E estamos ensinando algo completamente deturpador em relação ao que existe de humano ou deveria existir dentro de nós. É uma pedagogia completamente enlouquecida, desumana, bruta, covarde esta que o sistema cria e instila. Destrói as famílias, destrói os valores e coloca uma televisão endinheirada e amoral.

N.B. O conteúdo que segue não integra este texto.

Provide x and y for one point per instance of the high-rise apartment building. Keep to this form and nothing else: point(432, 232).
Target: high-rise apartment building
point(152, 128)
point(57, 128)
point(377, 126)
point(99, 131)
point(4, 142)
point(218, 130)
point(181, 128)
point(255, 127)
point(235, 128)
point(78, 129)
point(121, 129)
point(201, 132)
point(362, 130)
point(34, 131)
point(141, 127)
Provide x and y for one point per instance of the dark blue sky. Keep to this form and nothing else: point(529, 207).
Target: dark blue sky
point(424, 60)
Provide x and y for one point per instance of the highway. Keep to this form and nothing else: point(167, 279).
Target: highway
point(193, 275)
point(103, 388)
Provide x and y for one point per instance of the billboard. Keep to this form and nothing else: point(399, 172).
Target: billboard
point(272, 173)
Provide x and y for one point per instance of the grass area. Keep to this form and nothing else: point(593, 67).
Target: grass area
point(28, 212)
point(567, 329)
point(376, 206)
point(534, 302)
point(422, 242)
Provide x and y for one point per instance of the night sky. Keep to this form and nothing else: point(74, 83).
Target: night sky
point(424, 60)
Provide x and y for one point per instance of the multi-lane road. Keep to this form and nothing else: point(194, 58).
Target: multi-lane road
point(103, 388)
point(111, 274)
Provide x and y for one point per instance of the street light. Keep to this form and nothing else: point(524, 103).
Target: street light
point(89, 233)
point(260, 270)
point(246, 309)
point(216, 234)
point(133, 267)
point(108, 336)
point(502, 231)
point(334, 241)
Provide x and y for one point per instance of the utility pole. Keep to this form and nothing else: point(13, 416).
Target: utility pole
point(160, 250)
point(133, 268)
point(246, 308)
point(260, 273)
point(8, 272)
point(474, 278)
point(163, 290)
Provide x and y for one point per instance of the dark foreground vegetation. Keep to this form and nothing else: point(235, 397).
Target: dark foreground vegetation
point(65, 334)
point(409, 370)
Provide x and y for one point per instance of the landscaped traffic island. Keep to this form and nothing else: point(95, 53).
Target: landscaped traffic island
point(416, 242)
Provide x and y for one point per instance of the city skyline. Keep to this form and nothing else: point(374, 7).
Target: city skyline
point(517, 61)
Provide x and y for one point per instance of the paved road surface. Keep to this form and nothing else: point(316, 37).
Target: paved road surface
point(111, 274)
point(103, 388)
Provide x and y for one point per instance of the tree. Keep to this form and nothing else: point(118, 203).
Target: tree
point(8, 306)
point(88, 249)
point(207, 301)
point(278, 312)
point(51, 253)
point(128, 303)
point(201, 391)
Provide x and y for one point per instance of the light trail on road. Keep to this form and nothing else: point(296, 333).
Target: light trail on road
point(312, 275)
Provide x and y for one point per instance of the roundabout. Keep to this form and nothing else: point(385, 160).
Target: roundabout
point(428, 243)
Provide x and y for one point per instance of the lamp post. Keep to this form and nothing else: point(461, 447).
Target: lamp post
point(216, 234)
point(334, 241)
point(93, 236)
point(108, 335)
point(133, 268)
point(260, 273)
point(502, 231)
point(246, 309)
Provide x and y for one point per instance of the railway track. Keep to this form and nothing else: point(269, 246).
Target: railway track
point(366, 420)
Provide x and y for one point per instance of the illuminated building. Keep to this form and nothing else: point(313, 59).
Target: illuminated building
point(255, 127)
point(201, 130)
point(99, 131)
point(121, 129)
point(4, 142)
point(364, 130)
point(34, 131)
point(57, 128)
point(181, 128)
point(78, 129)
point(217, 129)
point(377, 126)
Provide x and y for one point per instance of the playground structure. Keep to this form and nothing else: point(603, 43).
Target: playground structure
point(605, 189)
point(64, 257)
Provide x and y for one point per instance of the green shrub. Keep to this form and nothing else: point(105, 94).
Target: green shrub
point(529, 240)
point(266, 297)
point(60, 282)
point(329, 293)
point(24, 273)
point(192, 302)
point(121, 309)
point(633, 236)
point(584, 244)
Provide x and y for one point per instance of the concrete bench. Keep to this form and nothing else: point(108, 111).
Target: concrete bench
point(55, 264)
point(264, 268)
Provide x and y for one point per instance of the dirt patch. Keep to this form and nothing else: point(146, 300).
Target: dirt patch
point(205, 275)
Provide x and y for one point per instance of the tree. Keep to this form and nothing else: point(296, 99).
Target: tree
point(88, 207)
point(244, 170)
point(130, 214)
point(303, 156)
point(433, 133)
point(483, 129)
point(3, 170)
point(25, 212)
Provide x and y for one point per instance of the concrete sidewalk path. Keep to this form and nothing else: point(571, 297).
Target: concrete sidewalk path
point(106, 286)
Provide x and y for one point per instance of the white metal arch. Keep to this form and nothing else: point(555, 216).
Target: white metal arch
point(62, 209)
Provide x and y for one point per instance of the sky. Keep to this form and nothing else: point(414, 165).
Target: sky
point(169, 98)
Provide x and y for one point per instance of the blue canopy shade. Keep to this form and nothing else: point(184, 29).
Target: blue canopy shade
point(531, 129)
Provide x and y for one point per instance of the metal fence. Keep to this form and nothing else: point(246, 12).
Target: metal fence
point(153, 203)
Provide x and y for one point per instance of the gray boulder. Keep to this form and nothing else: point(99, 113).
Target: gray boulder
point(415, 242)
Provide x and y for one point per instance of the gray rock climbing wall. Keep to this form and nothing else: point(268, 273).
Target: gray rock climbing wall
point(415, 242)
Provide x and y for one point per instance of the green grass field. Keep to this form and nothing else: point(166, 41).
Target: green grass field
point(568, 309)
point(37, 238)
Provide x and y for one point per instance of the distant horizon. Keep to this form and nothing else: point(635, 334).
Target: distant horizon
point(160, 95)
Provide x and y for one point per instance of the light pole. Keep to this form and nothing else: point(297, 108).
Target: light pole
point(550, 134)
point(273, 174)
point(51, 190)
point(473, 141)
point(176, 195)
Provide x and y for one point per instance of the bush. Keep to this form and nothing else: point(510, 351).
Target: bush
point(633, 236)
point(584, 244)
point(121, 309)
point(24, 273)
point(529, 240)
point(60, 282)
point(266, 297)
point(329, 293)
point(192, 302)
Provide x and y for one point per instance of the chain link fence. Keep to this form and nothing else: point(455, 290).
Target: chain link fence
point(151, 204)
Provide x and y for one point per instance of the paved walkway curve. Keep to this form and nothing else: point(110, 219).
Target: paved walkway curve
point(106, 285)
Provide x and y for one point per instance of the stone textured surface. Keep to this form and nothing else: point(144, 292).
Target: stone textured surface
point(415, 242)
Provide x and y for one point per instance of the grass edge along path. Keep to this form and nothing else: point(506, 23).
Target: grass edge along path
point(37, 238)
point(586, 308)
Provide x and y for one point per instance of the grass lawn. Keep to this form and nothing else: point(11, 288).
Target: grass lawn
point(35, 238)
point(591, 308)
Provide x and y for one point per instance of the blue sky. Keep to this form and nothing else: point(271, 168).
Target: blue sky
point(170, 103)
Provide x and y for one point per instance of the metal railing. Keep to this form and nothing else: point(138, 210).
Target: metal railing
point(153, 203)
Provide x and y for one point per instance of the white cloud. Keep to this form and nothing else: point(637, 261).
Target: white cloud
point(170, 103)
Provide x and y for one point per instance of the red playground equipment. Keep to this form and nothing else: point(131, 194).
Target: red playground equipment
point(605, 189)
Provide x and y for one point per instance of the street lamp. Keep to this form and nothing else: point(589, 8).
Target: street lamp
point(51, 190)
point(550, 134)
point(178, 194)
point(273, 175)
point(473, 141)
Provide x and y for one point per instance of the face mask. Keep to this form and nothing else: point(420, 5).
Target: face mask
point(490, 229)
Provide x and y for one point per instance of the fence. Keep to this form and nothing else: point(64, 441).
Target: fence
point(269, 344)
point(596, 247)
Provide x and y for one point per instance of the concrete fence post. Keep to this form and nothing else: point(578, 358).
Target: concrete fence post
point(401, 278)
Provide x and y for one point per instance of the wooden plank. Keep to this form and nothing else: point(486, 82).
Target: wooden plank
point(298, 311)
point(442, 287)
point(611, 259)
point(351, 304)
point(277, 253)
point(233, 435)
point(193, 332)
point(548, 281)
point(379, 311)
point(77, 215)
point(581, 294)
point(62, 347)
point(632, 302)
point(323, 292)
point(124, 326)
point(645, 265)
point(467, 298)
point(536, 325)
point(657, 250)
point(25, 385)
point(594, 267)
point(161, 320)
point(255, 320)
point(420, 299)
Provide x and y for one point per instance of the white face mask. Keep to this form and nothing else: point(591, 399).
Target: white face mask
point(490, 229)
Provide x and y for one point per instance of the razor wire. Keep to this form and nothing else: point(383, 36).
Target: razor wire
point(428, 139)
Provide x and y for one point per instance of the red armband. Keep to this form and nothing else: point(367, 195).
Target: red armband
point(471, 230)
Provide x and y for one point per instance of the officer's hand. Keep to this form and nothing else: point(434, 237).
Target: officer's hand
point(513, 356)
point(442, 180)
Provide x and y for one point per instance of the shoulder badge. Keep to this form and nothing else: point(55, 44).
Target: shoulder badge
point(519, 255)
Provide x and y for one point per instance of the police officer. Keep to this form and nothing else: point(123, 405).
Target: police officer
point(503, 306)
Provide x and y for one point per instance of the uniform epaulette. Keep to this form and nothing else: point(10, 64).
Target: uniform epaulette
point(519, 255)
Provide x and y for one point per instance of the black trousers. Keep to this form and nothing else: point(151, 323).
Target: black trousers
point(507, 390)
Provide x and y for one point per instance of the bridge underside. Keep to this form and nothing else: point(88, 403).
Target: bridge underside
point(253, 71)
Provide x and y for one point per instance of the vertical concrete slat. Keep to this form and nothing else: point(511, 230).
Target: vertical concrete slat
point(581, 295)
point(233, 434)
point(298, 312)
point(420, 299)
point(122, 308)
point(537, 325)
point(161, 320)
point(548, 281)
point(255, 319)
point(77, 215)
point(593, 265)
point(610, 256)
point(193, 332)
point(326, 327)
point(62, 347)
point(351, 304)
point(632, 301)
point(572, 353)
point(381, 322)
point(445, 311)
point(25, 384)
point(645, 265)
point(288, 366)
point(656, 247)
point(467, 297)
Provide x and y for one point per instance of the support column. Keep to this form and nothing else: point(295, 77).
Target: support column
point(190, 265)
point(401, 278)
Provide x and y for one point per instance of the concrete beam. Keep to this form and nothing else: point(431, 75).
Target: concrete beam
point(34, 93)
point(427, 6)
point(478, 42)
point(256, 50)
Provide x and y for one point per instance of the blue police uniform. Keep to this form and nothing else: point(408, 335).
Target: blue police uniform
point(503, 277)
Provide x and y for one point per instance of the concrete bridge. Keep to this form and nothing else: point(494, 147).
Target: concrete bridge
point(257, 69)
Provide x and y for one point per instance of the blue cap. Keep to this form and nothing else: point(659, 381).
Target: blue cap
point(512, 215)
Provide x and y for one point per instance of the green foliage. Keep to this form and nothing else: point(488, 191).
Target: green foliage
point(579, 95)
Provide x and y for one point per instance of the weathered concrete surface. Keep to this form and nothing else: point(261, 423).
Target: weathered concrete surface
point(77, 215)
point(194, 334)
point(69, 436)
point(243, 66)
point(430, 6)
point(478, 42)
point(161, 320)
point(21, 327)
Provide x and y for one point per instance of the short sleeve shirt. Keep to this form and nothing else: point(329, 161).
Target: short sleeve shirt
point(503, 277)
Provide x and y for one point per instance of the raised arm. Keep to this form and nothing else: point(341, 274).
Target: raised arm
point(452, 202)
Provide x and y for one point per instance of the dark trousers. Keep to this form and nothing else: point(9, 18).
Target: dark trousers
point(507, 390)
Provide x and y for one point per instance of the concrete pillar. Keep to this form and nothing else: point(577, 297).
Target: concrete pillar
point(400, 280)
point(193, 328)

Não posso me deter por muito tempo, mas apenas pinçarei alguns tópicos que nos levam à descrença. Por exemplo, em 1983, quando o atual Presidente Fernando Henrique Cardoso era Senador, ele se orgulha e se orgulhou, até no discurso com o qual se despediu desta Casa, de ter se oposto ao Decreto n.º 2.024, um decreto dos militares, que determinava que os reajustes de salários deveriam ser de 80%, e não de 100% da inflação do período anterior. O Decreto n.º 2.024, que esta Casa e o Congresso rejeitou, preconizava uma perda constante de 20% do salário. Os reajustes corresponderiam a 80% da inflação do período anterior. E hoje temos 80% de diferença, de perda, de corrosão do salário. E Sua Excelência que considerava 20% pouco, no tempo dos militares, pensa agora que 80% é mais do que razoável; é aquilo que a socialdemocracia quer e deseja. Dessa forma, a desmoralização, a desesperança têm que acompanhar essas promessas feitas, única e exclusivamente, para chegar lá, para vencer as eleições.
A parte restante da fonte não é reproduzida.